With the rising green environmental protection requirement in the flame retardant field, the Intumescent Flame Retardant (IFR) has the advantages of environmental protection and the like compared with the traditional halogen-containing flame retardant, and becomes the first choice of the ABS flame retardant. By incorporating high concentrations of IFR additives into the ABS matrix during processing, the desired flame retardant properties can be achieved, but the mechanical properties of the composite are greatly reduced. It has hitherto been difficult to improve the flame retardancy and thermal stability of composite materials while maintaining the mechanical properties of the composite material as excellent as those of pure ABS matrices.
Disclosure of Invention
The present invention is directed to solving at least one of the problems of the prior art. Therefore, the invention provides a halogen-free flame-retardant ABS material which can simultaneously meet higher flame retardance, thermal stability and mechanical property.
The invention also provides a preparation method of the halogen-free flame-retardant ABS material.
According to the embodiment of the first aspect of the invention, the raw materials of the halogen-free flame retardant ABS material comprise the following components in percentage by weight: 50-60% of ABS, 10-20% of thermoplastic Polyolefin Elastomer (POE), 25-30% of intumescent flame retardant, 1-5% of Halloysite Nanotubes (HNTs), 0.05-0.5% of antioxidant and 0-2% of liquid paraffin.
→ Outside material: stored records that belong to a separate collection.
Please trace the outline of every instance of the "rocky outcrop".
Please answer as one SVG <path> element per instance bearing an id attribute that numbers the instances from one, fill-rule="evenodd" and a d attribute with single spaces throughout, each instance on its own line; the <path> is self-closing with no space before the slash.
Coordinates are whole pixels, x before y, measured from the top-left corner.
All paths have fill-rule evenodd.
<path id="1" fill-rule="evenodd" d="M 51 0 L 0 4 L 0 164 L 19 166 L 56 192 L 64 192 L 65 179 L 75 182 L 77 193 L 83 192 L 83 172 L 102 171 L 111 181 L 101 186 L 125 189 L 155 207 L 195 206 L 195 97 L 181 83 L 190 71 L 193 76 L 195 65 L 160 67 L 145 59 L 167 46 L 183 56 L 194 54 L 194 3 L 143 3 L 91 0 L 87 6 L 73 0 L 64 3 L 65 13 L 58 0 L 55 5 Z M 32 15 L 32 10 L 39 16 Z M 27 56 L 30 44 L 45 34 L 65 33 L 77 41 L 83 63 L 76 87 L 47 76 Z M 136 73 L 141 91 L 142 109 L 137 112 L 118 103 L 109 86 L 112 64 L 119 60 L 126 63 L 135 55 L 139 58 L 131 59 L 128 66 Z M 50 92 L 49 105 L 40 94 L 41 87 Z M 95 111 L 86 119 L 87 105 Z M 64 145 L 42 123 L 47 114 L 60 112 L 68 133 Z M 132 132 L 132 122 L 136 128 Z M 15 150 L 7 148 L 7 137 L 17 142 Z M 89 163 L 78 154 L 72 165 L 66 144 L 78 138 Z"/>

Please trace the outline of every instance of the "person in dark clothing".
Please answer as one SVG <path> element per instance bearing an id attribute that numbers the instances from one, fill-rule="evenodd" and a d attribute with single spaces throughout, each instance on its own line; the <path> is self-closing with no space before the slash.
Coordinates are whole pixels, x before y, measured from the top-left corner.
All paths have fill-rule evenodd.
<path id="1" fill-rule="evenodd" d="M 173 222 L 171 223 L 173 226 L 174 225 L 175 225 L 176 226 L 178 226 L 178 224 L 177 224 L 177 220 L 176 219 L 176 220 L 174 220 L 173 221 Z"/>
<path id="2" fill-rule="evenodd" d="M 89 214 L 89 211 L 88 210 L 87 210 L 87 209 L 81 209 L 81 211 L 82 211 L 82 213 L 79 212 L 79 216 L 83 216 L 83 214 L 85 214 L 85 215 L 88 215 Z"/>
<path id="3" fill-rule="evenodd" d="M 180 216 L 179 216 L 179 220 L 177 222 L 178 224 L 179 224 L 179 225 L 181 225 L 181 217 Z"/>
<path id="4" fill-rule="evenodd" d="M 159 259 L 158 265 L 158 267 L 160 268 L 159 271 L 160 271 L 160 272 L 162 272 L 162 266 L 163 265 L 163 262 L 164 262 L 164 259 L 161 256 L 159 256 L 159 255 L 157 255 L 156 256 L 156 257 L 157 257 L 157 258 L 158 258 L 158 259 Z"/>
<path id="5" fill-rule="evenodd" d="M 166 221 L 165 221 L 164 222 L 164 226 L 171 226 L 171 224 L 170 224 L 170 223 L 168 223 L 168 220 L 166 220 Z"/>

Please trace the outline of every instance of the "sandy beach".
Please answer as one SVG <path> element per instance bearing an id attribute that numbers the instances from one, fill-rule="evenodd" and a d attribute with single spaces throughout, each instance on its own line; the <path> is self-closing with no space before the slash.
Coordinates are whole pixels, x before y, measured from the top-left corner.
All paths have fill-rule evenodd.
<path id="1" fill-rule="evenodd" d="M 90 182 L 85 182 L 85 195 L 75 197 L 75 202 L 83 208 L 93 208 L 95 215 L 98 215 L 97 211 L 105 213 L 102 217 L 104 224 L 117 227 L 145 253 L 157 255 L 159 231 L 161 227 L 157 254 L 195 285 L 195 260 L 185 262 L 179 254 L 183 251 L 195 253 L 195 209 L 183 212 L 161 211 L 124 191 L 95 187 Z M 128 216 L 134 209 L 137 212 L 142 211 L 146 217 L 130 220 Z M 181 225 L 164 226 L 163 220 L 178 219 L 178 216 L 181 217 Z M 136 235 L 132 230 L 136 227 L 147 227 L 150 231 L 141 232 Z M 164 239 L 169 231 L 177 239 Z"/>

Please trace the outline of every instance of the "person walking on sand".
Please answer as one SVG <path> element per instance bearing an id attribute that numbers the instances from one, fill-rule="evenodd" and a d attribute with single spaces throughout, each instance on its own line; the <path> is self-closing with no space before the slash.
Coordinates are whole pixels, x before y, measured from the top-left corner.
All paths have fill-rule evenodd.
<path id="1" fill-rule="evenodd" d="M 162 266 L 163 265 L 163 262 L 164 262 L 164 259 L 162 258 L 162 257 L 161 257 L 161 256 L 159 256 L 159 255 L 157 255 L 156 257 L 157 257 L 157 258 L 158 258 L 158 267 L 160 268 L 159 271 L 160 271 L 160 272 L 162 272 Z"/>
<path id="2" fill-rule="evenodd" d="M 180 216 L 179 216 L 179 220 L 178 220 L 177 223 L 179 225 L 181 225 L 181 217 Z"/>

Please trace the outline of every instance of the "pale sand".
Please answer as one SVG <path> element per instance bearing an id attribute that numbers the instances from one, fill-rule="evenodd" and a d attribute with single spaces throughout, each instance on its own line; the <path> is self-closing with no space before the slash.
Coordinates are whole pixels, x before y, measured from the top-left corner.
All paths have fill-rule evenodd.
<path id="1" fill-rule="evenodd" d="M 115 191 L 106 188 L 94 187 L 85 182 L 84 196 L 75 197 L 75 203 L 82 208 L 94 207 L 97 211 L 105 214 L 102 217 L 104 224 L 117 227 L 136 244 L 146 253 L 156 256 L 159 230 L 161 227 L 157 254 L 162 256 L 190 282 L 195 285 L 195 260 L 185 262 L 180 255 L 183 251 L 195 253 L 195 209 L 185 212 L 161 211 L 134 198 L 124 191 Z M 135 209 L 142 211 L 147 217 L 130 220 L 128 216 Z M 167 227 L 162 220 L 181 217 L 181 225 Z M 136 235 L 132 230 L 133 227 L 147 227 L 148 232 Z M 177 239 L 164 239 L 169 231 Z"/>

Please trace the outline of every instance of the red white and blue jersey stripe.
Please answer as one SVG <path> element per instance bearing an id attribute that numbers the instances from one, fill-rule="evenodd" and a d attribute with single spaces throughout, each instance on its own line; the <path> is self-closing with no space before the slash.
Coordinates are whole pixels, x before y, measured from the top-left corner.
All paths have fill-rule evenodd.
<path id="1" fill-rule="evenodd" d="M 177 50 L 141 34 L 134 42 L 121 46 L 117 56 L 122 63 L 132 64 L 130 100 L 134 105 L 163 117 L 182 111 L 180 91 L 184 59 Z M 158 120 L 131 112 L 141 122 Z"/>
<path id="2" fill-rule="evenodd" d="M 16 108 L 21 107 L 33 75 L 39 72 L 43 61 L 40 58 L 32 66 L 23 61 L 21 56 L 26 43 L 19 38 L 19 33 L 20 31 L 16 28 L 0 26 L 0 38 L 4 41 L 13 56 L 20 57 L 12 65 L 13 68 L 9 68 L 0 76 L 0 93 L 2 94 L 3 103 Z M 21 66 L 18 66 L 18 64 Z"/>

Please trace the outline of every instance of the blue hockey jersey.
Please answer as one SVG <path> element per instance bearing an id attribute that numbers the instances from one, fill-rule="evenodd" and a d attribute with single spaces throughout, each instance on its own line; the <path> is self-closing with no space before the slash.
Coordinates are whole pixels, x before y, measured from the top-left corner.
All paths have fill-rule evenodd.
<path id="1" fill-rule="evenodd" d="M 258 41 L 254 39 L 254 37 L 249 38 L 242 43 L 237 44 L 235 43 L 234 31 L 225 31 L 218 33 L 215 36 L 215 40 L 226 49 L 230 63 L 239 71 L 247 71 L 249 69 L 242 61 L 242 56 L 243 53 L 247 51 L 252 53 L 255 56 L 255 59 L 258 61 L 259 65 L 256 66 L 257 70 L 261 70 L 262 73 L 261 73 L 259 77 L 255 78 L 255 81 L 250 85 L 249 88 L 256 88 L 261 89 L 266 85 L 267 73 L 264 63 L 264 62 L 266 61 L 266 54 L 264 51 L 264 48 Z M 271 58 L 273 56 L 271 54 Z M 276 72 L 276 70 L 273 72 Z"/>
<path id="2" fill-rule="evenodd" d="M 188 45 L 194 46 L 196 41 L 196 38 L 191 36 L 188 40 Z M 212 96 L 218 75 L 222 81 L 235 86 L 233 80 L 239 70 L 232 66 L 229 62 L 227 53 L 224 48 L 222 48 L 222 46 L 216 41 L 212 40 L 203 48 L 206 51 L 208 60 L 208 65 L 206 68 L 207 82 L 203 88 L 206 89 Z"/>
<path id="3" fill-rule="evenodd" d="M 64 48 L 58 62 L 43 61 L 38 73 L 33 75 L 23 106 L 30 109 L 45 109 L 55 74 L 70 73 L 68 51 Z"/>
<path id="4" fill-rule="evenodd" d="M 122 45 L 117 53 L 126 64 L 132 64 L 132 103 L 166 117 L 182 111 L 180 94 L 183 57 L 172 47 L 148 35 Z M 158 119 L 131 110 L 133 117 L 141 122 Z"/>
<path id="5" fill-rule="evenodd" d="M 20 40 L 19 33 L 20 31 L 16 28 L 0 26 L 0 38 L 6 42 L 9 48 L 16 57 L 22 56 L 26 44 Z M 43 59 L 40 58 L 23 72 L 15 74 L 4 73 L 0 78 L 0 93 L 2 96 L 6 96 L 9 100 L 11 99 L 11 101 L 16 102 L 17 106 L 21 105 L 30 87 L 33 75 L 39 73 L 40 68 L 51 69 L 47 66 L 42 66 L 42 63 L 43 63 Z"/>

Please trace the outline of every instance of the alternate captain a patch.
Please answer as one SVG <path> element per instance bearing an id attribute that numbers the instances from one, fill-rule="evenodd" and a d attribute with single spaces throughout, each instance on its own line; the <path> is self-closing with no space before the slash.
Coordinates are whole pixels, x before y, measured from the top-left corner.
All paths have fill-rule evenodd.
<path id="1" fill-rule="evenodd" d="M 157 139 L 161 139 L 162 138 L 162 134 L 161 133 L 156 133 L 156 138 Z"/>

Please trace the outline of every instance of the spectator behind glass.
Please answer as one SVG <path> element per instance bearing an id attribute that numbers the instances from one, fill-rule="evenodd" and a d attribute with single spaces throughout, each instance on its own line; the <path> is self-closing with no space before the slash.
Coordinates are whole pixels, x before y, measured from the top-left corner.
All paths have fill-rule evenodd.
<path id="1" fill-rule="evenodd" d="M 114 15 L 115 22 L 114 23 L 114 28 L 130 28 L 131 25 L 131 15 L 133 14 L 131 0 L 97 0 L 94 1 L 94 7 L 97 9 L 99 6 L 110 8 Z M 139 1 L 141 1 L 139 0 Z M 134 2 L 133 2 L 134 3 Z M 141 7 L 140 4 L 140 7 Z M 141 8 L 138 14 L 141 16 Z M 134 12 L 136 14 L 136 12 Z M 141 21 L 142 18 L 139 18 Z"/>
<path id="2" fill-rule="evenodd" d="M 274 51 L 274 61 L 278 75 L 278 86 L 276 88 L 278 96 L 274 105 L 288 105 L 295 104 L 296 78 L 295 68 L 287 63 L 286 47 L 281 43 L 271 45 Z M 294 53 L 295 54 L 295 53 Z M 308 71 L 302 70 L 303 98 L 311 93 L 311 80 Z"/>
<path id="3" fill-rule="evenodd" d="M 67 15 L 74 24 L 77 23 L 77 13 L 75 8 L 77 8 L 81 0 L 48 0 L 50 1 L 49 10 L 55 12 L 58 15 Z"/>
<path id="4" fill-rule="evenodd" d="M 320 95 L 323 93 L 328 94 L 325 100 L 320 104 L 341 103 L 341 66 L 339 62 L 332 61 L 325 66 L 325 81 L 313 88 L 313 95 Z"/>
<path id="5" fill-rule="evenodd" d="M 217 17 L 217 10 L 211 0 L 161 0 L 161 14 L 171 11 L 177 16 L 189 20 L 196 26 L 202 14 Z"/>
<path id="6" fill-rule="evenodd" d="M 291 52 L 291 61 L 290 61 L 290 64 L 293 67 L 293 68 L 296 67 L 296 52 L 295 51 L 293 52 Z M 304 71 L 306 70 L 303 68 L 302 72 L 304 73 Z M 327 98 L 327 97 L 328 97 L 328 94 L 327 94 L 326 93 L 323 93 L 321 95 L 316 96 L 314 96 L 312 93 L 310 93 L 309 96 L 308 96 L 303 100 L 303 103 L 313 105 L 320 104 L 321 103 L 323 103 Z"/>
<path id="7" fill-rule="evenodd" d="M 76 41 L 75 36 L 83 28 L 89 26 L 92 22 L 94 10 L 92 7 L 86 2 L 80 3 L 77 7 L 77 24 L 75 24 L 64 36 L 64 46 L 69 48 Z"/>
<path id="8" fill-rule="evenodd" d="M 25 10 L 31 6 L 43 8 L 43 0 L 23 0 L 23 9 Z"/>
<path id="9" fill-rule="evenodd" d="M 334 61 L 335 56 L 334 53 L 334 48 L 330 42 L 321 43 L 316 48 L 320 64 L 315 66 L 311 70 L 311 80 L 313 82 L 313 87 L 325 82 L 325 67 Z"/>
The halogen-free flame retardant ABS material provided by the embodiment of the invention has at least the following beneficial effects: the ABS material of the invention is added with POE as a toughening agent and a charring agent, HNTs as a synergist, and a certain proportion of an intumescent flame retardant, and is an ABS halogen-free flame retardant material with strong toughness and good flame retardant effect; wherein, the addition of POE toughens ABS, a certain amount of HNTs has refining effect on POE, and a synergistic effect is achieved in the process of toughening ABS by POE, so that the effect of enhancing and toughening is achieved; and the APP in the expansion type flame retardant is pyrolyzed to remove NH3Dehydroxylating the generated acid with-OH between HNTs layers at high temperature to form a compact carbon layer, and reacting to generate H2O takes away part of heat, and simultaneously HNTs contain crystal water, so that part of heat is taken away by dehydration during combustion, a certain promotion effect on the flame retardant effect is achieved, the ignition time is delayed, and the heat release rate is inhibited.
In the prior art, a synergist can be used together with IFR, and has certain effect on improving flame retardance and mechanical properties, such as montmorillonite, carbon nano tube, nano magnesium hydroxide and the like. However, the commonly used synergist is incompatible with the matrix, and the dosage is low, and the uniformity is difficult to break through; the proportion of the components of the synergist and the matrix can solve the problem of uniformity in the prior art.
According to some embodiments of the present invention, the halogen-free flame retardant ABS material comprises raw materials with the following component ratio (by weight percentage): 26-28% of intumescent flame retardant and 1-3% of halloysite nanotube.
Further preferably, the halogen-free flame retardant ABS material comprises the following raw materials in percentage by weight: 26-27% of intumescent flame retardant and 2-3% of halloysite nanotube.
According to some embodiments of the invention, the intumescent flame retardant comprises ammonium polyphosphate and pentaerythritol.
Further, the ratio of the ammonium polyphosphate to the pentaerythritol is (2-4): 1.
preferably, the ratio of the ammonium polyphosphate to the pentaerythritol is 3: 1.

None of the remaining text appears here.